Since being in Africa over the last two months, I’ve been shocked to see the lack of environmental awareness, or even action to try and keep the streets clean of plastic trash and debris. This is something most people around the world take pride in doing, being taught at a young age that littering is wrong, or at least being shamed by a parent for doing so.
In Africa, plastic is everywhere. It’s the scourge of Africa. Now is time for governments to take action, because it doesn’t look like people are aware of how dire the situation is. For example, every minute of every day someone under the hot sun is drinking water from a plastic sachet, then discarding it into the natural environment (not many people drink from water bottles). What can be done to stop this? A public awareness campaign?

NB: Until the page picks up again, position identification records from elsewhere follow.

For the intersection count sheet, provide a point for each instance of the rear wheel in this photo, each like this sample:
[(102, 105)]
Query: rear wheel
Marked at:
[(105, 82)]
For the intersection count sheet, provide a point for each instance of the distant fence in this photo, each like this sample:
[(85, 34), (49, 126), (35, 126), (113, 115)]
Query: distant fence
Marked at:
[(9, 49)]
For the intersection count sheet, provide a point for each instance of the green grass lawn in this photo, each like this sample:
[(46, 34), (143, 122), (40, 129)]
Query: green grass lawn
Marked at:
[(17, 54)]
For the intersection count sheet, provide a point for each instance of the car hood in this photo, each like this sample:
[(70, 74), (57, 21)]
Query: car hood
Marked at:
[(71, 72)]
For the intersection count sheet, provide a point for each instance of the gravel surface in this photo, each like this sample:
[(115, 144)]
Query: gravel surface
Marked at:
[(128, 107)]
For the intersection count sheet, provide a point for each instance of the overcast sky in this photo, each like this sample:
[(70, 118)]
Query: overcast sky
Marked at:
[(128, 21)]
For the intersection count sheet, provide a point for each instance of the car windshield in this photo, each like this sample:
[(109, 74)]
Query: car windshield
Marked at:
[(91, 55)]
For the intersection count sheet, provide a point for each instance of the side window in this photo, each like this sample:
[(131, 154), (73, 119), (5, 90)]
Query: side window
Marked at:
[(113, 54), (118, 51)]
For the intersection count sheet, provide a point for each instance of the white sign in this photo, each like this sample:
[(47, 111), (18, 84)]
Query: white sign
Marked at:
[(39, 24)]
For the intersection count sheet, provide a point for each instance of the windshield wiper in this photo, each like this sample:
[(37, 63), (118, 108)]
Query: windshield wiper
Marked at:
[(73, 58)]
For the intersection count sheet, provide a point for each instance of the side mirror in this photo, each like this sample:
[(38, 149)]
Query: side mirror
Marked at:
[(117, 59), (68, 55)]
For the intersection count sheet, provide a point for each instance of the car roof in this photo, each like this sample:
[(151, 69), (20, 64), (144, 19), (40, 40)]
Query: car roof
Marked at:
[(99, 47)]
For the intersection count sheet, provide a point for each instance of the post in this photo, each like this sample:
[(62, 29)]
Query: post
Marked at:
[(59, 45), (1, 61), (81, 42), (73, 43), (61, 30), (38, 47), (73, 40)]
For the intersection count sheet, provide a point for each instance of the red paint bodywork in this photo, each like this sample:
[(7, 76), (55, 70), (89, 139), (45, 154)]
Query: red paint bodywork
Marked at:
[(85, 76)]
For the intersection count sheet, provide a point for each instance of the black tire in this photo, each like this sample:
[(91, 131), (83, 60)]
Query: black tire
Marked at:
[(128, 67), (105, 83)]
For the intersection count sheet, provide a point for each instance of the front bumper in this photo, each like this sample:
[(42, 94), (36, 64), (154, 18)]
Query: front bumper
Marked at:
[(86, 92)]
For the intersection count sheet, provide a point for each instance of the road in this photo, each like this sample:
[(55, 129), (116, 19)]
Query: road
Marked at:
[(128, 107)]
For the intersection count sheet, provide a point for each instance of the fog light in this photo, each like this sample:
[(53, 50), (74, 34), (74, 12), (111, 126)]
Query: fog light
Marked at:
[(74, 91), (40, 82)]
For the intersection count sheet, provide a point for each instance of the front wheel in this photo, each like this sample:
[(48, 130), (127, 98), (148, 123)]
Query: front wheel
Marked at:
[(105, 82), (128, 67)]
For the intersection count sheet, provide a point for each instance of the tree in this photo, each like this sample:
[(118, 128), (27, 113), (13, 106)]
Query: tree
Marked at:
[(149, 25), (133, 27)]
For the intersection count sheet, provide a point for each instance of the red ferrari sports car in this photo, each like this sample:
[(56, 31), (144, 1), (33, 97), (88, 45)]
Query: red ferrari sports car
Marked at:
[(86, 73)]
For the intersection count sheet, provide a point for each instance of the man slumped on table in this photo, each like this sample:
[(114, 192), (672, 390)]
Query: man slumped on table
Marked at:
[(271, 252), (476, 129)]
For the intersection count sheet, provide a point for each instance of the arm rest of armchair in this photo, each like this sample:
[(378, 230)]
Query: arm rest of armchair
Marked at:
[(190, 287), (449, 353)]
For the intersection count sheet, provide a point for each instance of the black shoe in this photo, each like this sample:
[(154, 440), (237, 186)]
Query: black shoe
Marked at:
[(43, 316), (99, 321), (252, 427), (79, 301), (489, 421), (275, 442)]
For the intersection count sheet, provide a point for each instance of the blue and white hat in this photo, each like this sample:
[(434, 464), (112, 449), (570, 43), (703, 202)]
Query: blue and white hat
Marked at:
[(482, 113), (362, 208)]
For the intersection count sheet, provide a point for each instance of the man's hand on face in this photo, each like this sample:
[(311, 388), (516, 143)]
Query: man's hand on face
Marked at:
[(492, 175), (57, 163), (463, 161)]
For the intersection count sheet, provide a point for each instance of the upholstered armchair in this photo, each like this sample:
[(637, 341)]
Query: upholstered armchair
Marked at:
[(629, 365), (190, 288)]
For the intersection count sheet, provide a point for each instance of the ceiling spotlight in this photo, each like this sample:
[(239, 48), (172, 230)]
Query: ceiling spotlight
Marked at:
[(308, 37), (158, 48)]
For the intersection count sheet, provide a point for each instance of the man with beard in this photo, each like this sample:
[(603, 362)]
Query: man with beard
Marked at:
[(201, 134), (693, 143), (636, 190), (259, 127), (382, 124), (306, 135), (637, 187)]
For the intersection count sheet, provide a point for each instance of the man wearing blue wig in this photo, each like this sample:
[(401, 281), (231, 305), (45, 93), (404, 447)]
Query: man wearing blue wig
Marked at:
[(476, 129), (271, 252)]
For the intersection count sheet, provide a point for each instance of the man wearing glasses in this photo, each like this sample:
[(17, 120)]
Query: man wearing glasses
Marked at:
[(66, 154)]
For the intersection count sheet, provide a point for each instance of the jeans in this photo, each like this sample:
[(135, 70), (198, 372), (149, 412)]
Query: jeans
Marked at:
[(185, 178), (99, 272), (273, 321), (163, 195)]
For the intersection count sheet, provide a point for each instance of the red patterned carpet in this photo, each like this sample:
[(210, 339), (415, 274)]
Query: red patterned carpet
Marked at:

I guess its never too late to try, but what needs to be taken is action. In Rwanda, Tanzania, Uganda and Kenya (East Africa) steps are being taken to rid these nations of harmful plastic waste. Mauritania looks like the first in West Africa to take action, which surprises me considering Ghana just passed a law on Jan.1, 2013 banning second-hand refrigerators because of the environmental damage caused by these old, used appliances.
Maybe they should be banned, but if you want to start a modern environmental campaign, a government should start at the street-level (literally!). Plastic waste should be dealt with first, then take it one step at a time (including e-waste!). Ghana is known as a “digital dumping ground.” A place where first-world countries send their discarded, often non-useable, computers and television sets (in the name of bridging the digital divide). This means the “developed” world is literally dumping e-waste into the lap of the developing world, leaving the poor in Ghana to clean up the mess. But that’s another rant altogether.
Even if a TV set hasn’t been used, it’s made from plastic. Alas there isn’t much these days that isn’t made from plastic, including electronics. But then this does mean it SHOULD be recyclable.